England were much more restrained in their second essay, especially skipper Alastair Cook, who took 27 deliveries to get off strike.
Thursday’s innings saw Smith become the first Australian since Matthew Elliott in 1997 to score more than 500 runs in an Ashes series in England.
Smith put the game on Australia’s terms, playing conservatively for the majority of his 394 minutes at the crease.
“Six wickets at the end of the day…it turned out to be a pretty good one for us”, Siddle said.
Johnson picked up a wicket, Lyon and Peter Siddle picked up 2 each and Mitchell Marsh accounted for 3 scalps.

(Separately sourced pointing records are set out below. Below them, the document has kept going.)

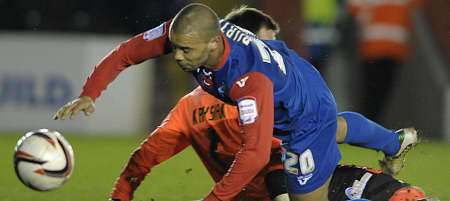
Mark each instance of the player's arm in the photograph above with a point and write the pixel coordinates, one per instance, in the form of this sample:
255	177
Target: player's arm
144	46
164	142
254	94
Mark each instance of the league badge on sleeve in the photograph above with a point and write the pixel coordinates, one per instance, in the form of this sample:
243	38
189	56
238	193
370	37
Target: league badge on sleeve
247	110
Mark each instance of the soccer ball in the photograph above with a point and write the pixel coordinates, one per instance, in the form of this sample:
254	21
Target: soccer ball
43	160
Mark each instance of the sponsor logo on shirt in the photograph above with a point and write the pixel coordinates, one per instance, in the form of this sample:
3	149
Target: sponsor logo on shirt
241	83
210	112
247	110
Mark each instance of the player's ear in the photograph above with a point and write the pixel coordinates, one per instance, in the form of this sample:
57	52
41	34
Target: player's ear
214	42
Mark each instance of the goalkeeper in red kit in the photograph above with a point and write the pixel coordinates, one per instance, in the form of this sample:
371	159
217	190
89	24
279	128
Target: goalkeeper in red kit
212	129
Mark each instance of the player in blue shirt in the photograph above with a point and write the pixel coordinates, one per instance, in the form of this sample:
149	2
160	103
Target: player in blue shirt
275	90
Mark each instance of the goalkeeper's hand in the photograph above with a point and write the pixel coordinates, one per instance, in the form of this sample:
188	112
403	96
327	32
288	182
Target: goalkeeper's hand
72	108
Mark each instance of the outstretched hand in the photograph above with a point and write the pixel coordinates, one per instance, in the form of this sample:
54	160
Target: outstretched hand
72	108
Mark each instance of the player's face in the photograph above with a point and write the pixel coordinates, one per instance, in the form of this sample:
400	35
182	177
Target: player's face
266	33
190	51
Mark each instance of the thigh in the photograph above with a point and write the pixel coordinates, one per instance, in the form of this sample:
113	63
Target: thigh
320	194
308	169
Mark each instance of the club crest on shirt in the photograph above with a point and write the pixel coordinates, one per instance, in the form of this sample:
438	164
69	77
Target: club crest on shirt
205	77
247	110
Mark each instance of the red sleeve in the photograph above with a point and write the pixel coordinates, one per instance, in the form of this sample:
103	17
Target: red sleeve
150	44
254	94
164	142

His line and length masterclass was rewarded with the wicket of English opener Adam Lyth as Australia restricted the Poms to 1/31 from 17 overs at lunch on day three.
The tourists’ No 3 resumed on 78 and moved to his hundred in 197 balls, having hit 12 fours and a six.

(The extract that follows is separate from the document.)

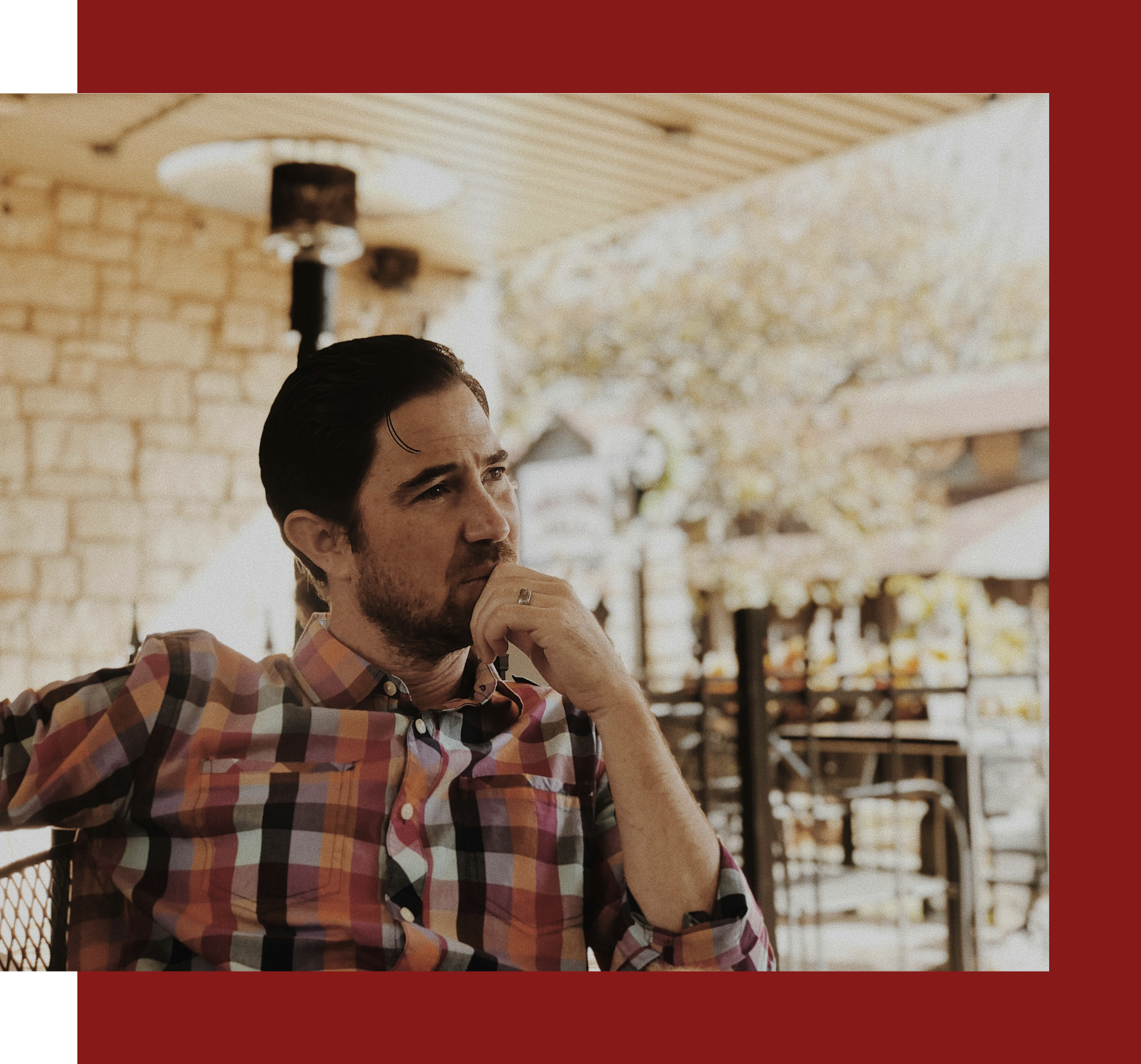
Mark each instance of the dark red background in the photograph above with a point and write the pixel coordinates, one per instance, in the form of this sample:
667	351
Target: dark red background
241	46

Ian Bell (10) and Joe Root (6) aimlessly scratched around before departing in quick succession against exemplary pace bowling.
But with the weather forecast predicting rain and gloom, Clarke uttered the words which hadn’t left his mouth as a Test or state captain: “We’ll send them back in”.
Neither managed it, Bell losing his off bail to a ideal ball from Siddle and Root going caught behind to Marsh when Australia overturned a not-out verdict via the tightest of DRS calls.
Steve Finn, who had earlier taken his 100th Test wicket when dismissing Mitchell Marsh, was given the task of explaining the performance as well as setting out the escape plan.
Lyth’s attempt to revive England here, and keep himself in the reckoning for a winter tour, then foundered against the excellent Peter Siddle after Michael Clarke unsurprisingly enforced the follow-on, and at lunch the total was 31 for one.
Steven Finn’s delivery was tame and wide, Smith flapped at it ineffectually and umpire Aleem Dar initially failed to spot a huge front foot no-ball.
England still trailed by 374 runs – with Moeen Ali and Mark Wood both undefeated on 8 – and Australia nearly certainly having to decide Saturday whether to enforce the follow-on.
Marsh was unable to mark his recall with worthwhile runs, though, fencing high to second slip to give Finn his century after all.
Jonny Bairstow then committed the second faulty Yorkshire pull of the evening, off the returning Johnson straight to deep square-leg, before Buttler was bowled through the gate by Lyon.